Rarissima figura di teorico, sin da quando entrò giovanissimo nella redazione dei “Cahiers du Cinéma” (ne divenne poi redattore capo) andò distinguendosi per una militanza che condensava tanto uno sconfinato amore per l’immagine quanto passione civile e “una percezione istantanea dello statuto estetico del film”. Successivamente editorialista e prima firma del cinema del quotidiano “Liberation”, raccontò con ostinazione di un cinema che aveva “il compito morale di scavare nel mondo, dare memoria e testimonianza”. Avverso a quella cultura incline al piacere immediato e a tutte le immagini dalla facile seduzione, di certo è sempre più una rarità trovare oggi critici e teorici con le sue vedute lungimiranti e provocatorie, quando morì (di Aids a soli 48 anni) Wim Wenders testimoniò accorato:<< Sono furibondo che una voce intelligente, appassionata e giusta debba tacere, mentre migliaia di altri critici continueranno a sommergerci con le loro opinioni miopi e le loro impressioni dettate dalla moda del giorno. Senza lo sguardo incorruttibile di Serge il livello della critica cinematografica si abbasserà ulteriormente>>.

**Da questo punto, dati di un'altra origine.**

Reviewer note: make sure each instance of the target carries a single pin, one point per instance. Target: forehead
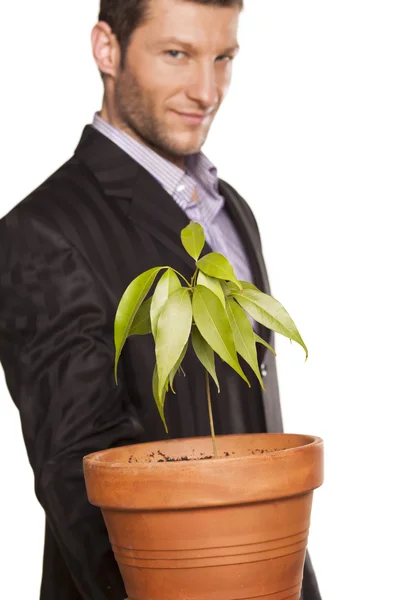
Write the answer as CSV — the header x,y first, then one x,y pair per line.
x,y
195,23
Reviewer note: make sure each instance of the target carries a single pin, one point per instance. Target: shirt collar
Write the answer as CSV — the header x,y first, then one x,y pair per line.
x,y
198,166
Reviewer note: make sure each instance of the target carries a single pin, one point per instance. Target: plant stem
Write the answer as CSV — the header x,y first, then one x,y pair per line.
x,y
180,275
210,415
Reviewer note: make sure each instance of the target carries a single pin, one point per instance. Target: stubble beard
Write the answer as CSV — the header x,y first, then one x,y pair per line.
x,y
136,116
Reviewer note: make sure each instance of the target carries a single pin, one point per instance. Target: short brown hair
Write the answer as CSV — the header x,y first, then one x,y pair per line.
x,y
124,16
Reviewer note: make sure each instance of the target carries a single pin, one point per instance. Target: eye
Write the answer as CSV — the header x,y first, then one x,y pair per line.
x,y
175,53
225,58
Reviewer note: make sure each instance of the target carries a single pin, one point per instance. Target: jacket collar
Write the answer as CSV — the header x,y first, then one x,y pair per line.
x,y
150,206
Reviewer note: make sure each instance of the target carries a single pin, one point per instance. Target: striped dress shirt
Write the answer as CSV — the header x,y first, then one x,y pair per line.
x,y
200,174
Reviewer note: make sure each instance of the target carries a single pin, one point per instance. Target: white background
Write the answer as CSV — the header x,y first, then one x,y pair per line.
x,y
310,136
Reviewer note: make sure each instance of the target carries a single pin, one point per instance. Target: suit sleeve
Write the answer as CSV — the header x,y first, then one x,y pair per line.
x,y
56,348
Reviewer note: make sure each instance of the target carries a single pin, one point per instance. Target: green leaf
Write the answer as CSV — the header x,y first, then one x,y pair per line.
x,y
212,284
213,324
193,239
270,313
167,285
129,305
141,323
176,367
216,265
173,329
159,398
243,336
204,353
264,343
246,285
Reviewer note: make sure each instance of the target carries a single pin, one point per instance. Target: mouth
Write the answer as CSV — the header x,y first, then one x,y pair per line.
x,y
192,118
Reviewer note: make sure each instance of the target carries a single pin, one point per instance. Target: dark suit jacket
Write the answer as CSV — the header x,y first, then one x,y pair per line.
x,y
68,252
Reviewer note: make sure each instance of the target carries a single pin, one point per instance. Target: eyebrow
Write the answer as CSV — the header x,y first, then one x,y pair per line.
x,y
189,46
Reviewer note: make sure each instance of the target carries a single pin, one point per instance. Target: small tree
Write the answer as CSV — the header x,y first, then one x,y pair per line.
x,y
211,310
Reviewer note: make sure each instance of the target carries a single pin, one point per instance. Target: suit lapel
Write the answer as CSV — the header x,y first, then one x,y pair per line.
x,y
240,215
120,176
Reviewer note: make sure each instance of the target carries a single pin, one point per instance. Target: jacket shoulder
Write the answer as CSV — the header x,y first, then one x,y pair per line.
x,y
241,201
62,187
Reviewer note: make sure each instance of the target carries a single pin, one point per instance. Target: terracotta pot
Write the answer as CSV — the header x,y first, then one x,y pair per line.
x,y
231,528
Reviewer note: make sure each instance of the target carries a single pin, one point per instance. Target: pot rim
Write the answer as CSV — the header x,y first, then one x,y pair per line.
x,y
94,459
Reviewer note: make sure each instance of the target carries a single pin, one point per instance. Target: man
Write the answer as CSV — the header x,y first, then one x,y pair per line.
x,y
70,249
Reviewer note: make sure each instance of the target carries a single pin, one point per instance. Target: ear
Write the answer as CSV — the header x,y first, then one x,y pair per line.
x,y
106,50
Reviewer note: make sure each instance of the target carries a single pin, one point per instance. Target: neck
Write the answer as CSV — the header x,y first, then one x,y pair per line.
x,y
108,115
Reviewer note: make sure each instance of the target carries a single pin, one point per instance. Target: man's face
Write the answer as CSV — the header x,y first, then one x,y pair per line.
x,y
176,73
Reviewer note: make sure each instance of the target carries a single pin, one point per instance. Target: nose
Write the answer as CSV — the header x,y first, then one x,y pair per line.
x,y
203,87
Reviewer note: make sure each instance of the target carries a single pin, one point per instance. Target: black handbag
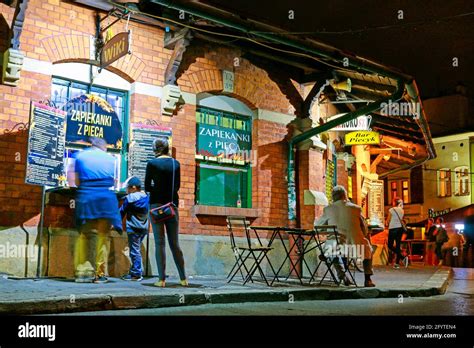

Autore di numerose opere, in Italia sono stati tradotti per Il Castoro i saggi “Lo sguardo ostinato” (1995) con una bellissima prefazione di Goffredo Fofi, e “Il cinema e oltre” (1996). Quell’oltre di Serge Daney era costituito dalla politica, dalla letteratura, dal tennis, dalla televisione che aveva contribuito alla decadenza del grande schermo.
Un suo “oltre” era pure il nostro Paese del quale non riusciva a capacitarsi come era diventato così povero di film di qualità dopo aver prodotto nel dopoguerra la miglior cinematografia del mondo con De Sica, De Santis, Visconti e lo stesso Rossellini che amava moltissimo e di cui pubblicò un suo testo sul primo numero di “Trafic”.
Per la ricorrenza della scomparsa del critico parigino in Francia si svolgeranno diverse iniziative, in Italia al momento non è previsto nessuno appuntamento che ricordi questo “cine-figlio” e intellettuale trasversale ai cui scritti bisognerebbe tornare non fosse altro per non lasciar disperdere un intransigente “modus” di guardare, strappare alle immagini barlumi di verità. E moralità.